You used old ass history books to help inspire This Is Our Science. Does the process then change for your next album?
I tend to try to change gears from the way that records are inspired and the language that I use and kind of erase everything. I’m still getting more inspiration from places and cultures on this record than the previous record, whereas the previous records are more like concepts or ideas and sort of legends and memories. This is more general watching impressions of places and cultures and the people that are sort of surviving and making the best out of a terrible situation.
How did your manager get the name Harpoon Larry? And can you tell us about how he’s been all in on Astronautalis since day once.
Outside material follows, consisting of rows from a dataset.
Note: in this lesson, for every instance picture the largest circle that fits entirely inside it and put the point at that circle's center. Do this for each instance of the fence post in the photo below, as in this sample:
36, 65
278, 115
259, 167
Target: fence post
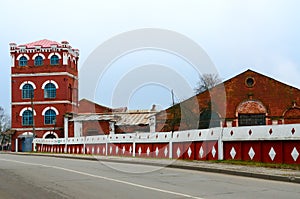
133, 145
106, 145
220, 146
171, 149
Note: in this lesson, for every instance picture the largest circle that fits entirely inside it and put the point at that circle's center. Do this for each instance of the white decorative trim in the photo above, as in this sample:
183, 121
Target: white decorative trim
50, 81
25, 109
44, 102
21, 55
48, 108
50, 133
44, 74
27, 82
37, 129
38, 54
57, 54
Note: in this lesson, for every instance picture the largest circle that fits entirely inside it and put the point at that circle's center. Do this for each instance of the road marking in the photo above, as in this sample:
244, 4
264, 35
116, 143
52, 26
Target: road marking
105, 178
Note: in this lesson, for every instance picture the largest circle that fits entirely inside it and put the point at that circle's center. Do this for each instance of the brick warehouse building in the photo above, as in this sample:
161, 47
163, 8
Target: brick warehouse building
247, 99
44, 83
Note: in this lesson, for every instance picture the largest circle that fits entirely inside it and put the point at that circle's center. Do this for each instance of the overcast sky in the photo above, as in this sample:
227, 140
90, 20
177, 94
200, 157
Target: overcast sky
237, 35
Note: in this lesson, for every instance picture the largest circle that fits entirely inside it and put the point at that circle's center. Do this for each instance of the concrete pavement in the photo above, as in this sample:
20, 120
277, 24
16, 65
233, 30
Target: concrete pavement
285, 175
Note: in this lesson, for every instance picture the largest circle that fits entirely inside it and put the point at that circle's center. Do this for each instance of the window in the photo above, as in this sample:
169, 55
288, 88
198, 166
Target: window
50, 91
38, 61
27, 118
252, 119
209, 119
54, 60
50, 117
27, 91
23, 61
250, 82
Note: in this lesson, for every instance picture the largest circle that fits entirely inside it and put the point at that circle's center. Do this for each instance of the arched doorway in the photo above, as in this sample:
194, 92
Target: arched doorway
50, 135
209, 119
251, 113
292, 116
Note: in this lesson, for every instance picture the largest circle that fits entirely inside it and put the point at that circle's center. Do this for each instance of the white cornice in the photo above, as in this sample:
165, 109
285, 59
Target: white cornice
37, 129
44, 74
44, 102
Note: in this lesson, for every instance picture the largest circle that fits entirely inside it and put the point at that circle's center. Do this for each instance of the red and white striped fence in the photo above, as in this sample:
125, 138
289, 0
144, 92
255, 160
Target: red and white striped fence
272, 144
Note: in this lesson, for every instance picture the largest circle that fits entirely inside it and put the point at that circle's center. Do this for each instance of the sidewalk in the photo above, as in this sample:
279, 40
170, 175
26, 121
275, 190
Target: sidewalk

He was a buddy of mine in Texas and he was just part of the Dallas hip-hop community. Him and a dude—who’s actually gonna be here tonight funny enough—from Dallas who was a syndicate radio DJ in Atlanta. He’s a rapper named Headcrack [Ha that’s so funny that Crack’s gonna be here tonight] He has a rap group called Bodega Brovas and they’ll be playing tomorrow and they came in early. Crack back in the nineties, I heard him on these really amazing like New York City rap shows. In my opinion, he was one of the best freestyle rappers ever and I didn’t know he lived in Dallas. At that time Headcrack was just going around to every open mic battle in Dallas and just taking the prize money. Nobody was fucking with him. I watched him freestyle and was like, “Wow this guys fucking amazing…this is the dude”. He was watching me like, “Who the fuck is this white kid with long hair and a beard?” I’m looking fucking crazy cause I’m going to theatre school. I’m dressed super weird and he’s like, “Who the fuck is this white dude?” We ended up meeting in the finals. I think Crack beat me, Crack says that I beat him. But yeah, from that I met Headcrack and I met Brock that night. They both sort of took me under their wing in Dallas and shepherd me around like, “Go to this battle… go to this battle”. They got me nights hosting gigs and gigs pretty much opening up for every band, every rap group that came to Dallas. We made a bunch of connections through people while I was still going to school and by the time I graduated Brock was pretty much done working his real job. He was fucking over it and decided we needed to go out on the fucking road and give it a whirl. We got offered the Vans Warped Tour. We did the Vans Warped Tour and he quit his job he’d worked for like nine years. We bought a Hyundai and pretty much just drove around the country fucking nonstop for like ten years. Almost ten years in June, but that nickname Harpoon Larry came from the first Warped Tour when we were in Norfolk, Virginia. We got really drunk the night before, it was a hilarious party, and we were so hung-over driving around Norfolk to find Advil. We saw this restaurant there called Harpoon Larry’s and he’s like, “That’s the best name ever! I want to be called Harpoon Larry”. That’s your name man, and it’s been that way ever since.